I got stuck on proving this exercise for quite a while and found the proof of this statement Positive operator is bounded :
For a real Banach space $E$ let $T:E\rightarrow E'$ be a positive operator in the sense that $(Tx)(x)\geq 0$ for all $x\in E$. Show that $T$ is bounded.

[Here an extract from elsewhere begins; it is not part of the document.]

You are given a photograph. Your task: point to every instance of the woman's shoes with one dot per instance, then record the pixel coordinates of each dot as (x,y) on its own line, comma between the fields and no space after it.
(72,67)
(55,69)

My question is, how exactly did we even come up with this proof construction at the first place? What I did was starting with $x_n \to x_0 \in E$ and $T(x_n) \to f \in E'$ and attempt to show $T(x_0) = f$. Namely, $T(x_0)(y) = f(y)$ for all $y \in E$. And then I literally just got stuck. The relation of the positiveness identity does not seem to "naturally" arise from this point (except from I could recognize that this might help us to show two-sided inequality). But how could we proceed beyond this point naturally? Or should I just take this proof as one of the proofs that does not have intuition at all and move on.
Perhaps writing the proof in a slightly different form might offer a better insight:
Define $P:X\times X\rightarrow \mathbb R$ as $$ P(x,y) := T(x)(y) + T(y)(x)$$
Observe that this is a symmetric, bilinear form that is positive semi-definite. Thus Cauchy-Schwarz gives us $$ |P(x,y)| \leq \sqrt{ P(x,x)\cdot P(y,y)}$$ Our aim is to show $T$ is continuous. This means $T(x)(y)$ is continuous in both $x$ and $y$. We are already given that $T(x)(y)$ is continuous in $y$ for a fixed $x$. What about the reverse?
Given $x_n \rightarrow 0$ do we have $T(x_n)(y)\rightarrow 0$ for a fixed $y$? Note $$|T(x_n)(y)+T(y)(x_n)|=|P(x_n,y)|\leq \sqrt{ P(x_n,x_n)\cdot P(y,y)}$$ If we knew $P(x_n,x_n) \rightarrow 0$ then we could conclude $T(x_n)(y)\rightarrow 0$ for a fixed $y$.
But it is unclear how to do this. This is where the power of the closed graph theorem comes in.
Take $L=T$ and given $x_n\rightarrow 0$ such that $T(x_n)\rightarrow T_0$, observe that $$P(x_n,x_n) \rightarrow 2T_0(0)=0$$ Hence, $T(x_n)(y)\rightarrow 0$ for any $y$ which means $T_0(y)=0$ for any $y$ and hence by closed graph theorem we get $T$ is continuous and bounded.